Prof. Krajewski, what is the objective of this cluster project?
Prof. Jarek Krajewski: The Sports Hub project is essentially a data marketplace. It is a platform that can also be called Sports Space. It is designed to bring sports, fitness and health data of top athletes and recreational athletes together. The primary goal is to build a database that offers benefits for both individuals and industries. Sports data can be collected and merged from different sources to highlight correlations between athletic performance, nutrition, sleep and physical activities.
The project is funded by the Federal Ministry for Economic Affairs and Energy as a data-driven business model. The biggest challenge lies in motivating top and recreational athletes to store their data in a way that makes it searchable and helpful. In doing so, they provide an interesting data source for future business models and service providers.
Why should athletes make their data available for this project? Krajewski: Data monetization is the incentive to provide data. Nutrition data from an app, combined with data from fitness trackers and GPS motion profiles unlocks an information pool that can be used for these purposes. This may include use in further research activities or to facilitate commercial use in healthcare.
Data monetization is a growing trend in the industry. One example of this is a well-known fitness chain that advertises "no fees" as it is funded by testing new equipment on-site. Sports data is recorded as users test these devices. This is a popular new business model, which we also use in our project.
What new insights were you able to gain?
Krajewski: So far, we were able to get a good market overview and determine the types of wearable technologies that have the right quality to deliver the stats and data we need to meet our objectives. We were also able to identify the types of wearables that are best suited to monitor our targeted phenomena and pinpoint the needs and expectations top and recreational athletes have of this type of database. We are presently in the process of learning about the added benefits the system should deliver to that effect.
With more collected data, better analysis will be possible.
How are elite and recreational sports linked to the prevention of chronic diseases?

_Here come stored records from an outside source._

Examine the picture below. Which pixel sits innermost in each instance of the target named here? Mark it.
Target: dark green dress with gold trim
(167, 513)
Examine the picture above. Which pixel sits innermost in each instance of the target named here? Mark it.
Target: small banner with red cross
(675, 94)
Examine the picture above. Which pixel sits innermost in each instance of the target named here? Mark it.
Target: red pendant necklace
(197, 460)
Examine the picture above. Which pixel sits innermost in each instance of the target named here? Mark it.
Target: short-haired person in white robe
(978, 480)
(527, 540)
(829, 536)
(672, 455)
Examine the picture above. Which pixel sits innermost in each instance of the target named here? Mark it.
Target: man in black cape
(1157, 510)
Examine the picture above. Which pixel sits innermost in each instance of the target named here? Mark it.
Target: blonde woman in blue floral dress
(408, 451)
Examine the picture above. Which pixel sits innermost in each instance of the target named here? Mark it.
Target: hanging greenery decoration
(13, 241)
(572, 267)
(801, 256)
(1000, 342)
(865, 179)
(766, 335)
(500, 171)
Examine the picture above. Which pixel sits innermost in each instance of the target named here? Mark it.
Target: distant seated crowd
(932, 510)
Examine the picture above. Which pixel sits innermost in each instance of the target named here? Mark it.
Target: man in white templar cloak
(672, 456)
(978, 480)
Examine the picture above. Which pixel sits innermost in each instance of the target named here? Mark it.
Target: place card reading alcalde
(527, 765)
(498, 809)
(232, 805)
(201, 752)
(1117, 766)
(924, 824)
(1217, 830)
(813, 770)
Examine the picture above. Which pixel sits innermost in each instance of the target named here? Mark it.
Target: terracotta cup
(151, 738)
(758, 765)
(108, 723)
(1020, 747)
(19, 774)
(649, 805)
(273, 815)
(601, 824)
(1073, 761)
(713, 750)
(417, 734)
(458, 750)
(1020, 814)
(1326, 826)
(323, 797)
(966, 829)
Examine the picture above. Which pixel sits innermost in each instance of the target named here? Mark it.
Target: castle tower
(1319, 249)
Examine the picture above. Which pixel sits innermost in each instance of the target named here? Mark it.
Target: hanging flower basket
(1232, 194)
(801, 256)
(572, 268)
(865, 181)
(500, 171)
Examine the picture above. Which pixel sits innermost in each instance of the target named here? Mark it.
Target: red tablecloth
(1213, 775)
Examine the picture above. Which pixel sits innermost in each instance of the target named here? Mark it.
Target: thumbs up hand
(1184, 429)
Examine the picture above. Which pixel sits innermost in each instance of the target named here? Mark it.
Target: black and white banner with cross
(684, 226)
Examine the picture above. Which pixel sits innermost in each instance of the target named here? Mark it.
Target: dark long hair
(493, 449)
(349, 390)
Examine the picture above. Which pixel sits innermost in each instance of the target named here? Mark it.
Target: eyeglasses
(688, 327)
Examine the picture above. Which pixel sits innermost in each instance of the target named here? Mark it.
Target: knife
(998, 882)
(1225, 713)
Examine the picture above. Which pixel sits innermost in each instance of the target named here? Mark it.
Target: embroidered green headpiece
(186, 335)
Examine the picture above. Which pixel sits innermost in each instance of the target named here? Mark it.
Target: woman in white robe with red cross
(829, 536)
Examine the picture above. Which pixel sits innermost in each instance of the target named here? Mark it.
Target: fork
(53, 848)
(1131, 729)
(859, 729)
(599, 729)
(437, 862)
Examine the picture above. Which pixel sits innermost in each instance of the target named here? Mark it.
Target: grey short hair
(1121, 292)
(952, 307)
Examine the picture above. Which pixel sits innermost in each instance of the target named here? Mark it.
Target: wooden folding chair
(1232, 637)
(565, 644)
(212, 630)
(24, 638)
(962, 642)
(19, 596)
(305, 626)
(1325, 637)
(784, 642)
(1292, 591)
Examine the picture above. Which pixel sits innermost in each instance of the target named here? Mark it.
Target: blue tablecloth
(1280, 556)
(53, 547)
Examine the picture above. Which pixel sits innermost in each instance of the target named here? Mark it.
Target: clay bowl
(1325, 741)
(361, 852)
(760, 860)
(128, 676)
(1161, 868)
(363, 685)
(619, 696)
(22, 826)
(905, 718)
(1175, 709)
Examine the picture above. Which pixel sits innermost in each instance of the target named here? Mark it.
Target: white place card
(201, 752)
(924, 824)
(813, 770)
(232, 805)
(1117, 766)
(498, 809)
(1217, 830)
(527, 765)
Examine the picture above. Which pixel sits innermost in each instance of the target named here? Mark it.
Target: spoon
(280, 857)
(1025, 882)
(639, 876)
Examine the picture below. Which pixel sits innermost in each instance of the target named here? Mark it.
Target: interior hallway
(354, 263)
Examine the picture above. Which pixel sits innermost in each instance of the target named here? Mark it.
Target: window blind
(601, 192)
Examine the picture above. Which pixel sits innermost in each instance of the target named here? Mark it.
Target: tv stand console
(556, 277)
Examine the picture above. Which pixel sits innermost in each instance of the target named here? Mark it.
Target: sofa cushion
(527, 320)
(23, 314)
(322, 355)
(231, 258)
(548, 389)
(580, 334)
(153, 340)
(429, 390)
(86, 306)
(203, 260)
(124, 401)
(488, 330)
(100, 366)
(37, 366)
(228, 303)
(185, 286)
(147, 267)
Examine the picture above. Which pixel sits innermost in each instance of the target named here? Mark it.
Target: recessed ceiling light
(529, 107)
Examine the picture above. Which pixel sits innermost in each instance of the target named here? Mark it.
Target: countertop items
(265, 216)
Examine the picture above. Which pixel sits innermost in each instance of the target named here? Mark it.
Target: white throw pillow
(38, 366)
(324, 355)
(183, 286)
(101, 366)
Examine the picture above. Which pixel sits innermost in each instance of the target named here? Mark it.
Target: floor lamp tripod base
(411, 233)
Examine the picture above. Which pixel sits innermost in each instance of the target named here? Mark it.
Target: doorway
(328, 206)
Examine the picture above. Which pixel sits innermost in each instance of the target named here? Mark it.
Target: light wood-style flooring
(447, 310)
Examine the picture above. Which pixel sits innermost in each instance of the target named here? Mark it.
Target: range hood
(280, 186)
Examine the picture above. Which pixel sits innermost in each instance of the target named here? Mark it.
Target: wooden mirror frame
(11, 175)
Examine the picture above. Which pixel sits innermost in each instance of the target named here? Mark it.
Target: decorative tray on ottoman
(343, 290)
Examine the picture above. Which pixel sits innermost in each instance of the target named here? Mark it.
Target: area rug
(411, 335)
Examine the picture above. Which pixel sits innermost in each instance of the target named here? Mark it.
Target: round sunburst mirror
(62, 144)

Krajewski: Some causes, correlations and trajectory phases of chronic illnesses are associated with sports. We hope that big data analytics will help us achieve better and more meaningful insights into elite and recreational athletes, which we can subsequently use to promote chronic disease prevention. Our aim is to build background knowledge pertaining to the development, design, and effectiveness of interventions.

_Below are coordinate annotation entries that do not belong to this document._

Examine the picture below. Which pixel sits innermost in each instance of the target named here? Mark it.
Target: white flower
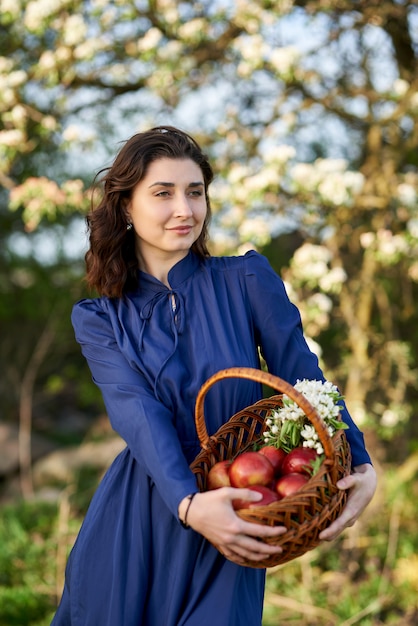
(288, 426)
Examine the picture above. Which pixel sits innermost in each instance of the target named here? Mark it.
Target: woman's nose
(183, 206)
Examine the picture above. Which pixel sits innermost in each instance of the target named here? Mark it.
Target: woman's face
(167, 210)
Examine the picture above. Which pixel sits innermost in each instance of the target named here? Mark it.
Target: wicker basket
(311, 509)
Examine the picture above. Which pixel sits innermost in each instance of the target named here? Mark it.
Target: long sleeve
(141, 420)
(279, 332)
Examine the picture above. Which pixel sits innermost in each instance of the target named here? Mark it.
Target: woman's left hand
(362, 485)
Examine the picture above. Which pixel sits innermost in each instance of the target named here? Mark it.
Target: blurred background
(308, 110)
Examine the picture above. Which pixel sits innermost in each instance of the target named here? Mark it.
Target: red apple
(290, 483)
(251, 468)
(299, 460)
(276, 457)
(218, 475)
(269, 496)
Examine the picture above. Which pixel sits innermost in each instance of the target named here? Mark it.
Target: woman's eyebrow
(166, 184)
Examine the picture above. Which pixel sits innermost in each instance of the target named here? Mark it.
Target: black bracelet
(185, 524)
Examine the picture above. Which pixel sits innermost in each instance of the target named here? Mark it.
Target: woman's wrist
(183, 510)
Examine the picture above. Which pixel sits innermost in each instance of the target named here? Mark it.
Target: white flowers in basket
(288, 426)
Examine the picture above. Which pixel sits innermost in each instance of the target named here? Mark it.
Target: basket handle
(276, 383)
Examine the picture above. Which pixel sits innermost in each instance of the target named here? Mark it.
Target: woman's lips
(181, 230)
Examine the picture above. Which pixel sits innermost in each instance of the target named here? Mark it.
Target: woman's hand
(212, 515)
(362, 485)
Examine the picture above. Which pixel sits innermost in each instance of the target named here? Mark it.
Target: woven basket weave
(311, 509)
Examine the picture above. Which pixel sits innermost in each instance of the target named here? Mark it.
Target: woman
(168, 317)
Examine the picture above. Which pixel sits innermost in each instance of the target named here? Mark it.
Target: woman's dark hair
(111, 263)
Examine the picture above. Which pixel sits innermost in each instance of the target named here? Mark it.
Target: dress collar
(180, 272)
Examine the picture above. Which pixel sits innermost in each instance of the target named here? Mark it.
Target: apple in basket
(299, 460)
(218, 475)
(290, 483)
(269, 496)
(276, 456)
(251, 468)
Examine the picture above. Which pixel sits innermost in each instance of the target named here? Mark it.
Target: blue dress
(149, 352)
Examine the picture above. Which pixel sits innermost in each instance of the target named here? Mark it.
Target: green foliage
(27, 563)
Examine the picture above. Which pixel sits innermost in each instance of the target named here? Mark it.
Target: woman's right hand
(212, 515)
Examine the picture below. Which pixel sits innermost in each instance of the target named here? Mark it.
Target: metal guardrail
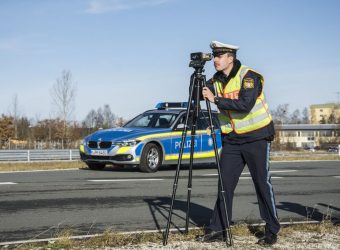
(39, 155)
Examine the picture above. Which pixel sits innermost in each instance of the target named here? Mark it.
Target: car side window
(165, 120)
(182, 120)
(144, 121)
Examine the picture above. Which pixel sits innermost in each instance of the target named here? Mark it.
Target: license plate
(98, 152)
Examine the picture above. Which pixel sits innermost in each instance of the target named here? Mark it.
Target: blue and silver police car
(151, 139)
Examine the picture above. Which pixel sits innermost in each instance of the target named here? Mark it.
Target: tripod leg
(184, 134)
(192, 149)
(229, 239)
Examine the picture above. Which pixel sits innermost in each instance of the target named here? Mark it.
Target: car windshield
(152, 120)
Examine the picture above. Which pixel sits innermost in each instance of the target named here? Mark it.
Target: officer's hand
(208, 94)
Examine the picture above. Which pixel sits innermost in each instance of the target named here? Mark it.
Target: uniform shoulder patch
(248, 83)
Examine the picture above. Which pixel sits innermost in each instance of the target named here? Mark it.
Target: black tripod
(197, 82)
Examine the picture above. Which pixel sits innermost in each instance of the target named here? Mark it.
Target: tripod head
(198, 60)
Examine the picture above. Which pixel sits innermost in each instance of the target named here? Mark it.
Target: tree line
(17, 131)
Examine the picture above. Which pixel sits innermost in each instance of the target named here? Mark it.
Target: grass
(241, 233)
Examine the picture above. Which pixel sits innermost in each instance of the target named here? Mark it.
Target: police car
(151, 139)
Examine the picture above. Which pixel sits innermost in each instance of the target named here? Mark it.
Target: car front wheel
(151, 158)
(96, 166)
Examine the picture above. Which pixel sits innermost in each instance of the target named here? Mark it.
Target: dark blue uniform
(239, 149)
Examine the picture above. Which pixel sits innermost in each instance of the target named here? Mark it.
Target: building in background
(324, 113)
(292, 136)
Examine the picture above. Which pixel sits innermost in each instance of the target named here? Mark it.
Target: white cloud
(104, 6)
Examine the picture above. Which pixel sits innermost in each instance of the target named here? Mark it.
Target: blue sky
(132, 54)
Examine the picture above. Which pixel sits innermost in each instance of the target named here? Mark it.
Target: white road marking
(275, 171)
(41, 170)
(124, 180)
(249, 178)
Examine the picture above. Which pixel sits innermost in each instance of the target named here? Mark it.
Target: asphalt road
(43, 204)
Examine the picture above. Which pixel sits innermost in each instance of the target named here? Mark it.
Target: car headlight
(128, 143)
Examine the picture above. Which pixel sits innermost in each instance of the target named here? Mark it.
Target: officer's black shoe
(268, 239)
(211, 235)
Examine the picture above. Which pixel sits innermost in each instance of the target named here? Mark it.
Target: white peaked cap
(216, 44)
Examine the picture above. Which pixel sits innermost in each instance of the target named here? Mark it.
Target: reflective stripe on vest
(242, 122)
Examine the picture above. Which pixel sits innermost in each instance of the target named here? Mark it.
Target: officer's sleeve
(250, 90)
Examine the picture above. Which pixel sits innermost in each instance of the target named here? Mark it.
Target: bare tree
(295, 117)
(63, 95)
(305, 116)
(280, 114)
(14, 112)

Elite Sports can have a great role model effect when it comes to disease prevention. If an athlete like Toni Kroos (German professional footballer) makes his data available, recreational athletes can use these stats as a reference point or to find inspiration and empowerment. Toni Kroos’ data might include his tracked movements, which he has made available to the database. This gives other athletes the chance to train like Toni Kroos.
As generators of big data, what role do wearables play in chronic disease monitoring?
Krajewski: I would like to expand the project scope from wearables to include IoT sensors. When you combine sensors for the Internet of Things with the Nokia Withings smart scale, which is connected to the Digital Sports Hub, you obtain data that serves as a foundation. This allows weight monitoring, for example, while the fitness tracker records movement and activity at the same time. The data that’s being collected by wearables enables an increasingly closer and more accurate monitoring process. If you can identify individual trigger symptoms, you could develop a personalized early warning system to ward off chronic diseases.
The data gets collected and thus provides a big source of information.
How does AI transform the world of sports?
Krajewski: Mass data opens up new possibilities in training and enables new insights into the AI realm. Information that used to be more generic can now be personalized to develop a regimen that is truly healthy for the individual athlete and delivers tailored training suggestions at the same time.
The next step is to add gamification as an added incentive to embark in physical activity. Think of virtual reality or augmented reality in sports, where activities like biking are integrated into an interesting game.
The field of performance diagnostics will definitely also see some big changes. Mass data will make it possible to assess talent and recognize potential and reduce the risk of injury in better and faster ways.
How do you ensure data protection and cybersecurity in the project?
Krajewski: The project is strongly focused on both decentralized and cryptographic solutions to ensure information security. Simple stress tests are presented as competitions to test whether re-identification is possible. What’s more, there will also be vendor-neutral cloud security certifications.
Yet despite a strong focus on data security, I believe it's crucial to get a fresh look at data. After all, the idea behind the Digital Sports Hub is to have data sovereignty, which means I decide who has access to my data and make a deliberate decision to share it. The data will not always be kept private in the long-term, but will facilitate applications that will benefit me as a user. Once again, this is where data monetization plays a key role.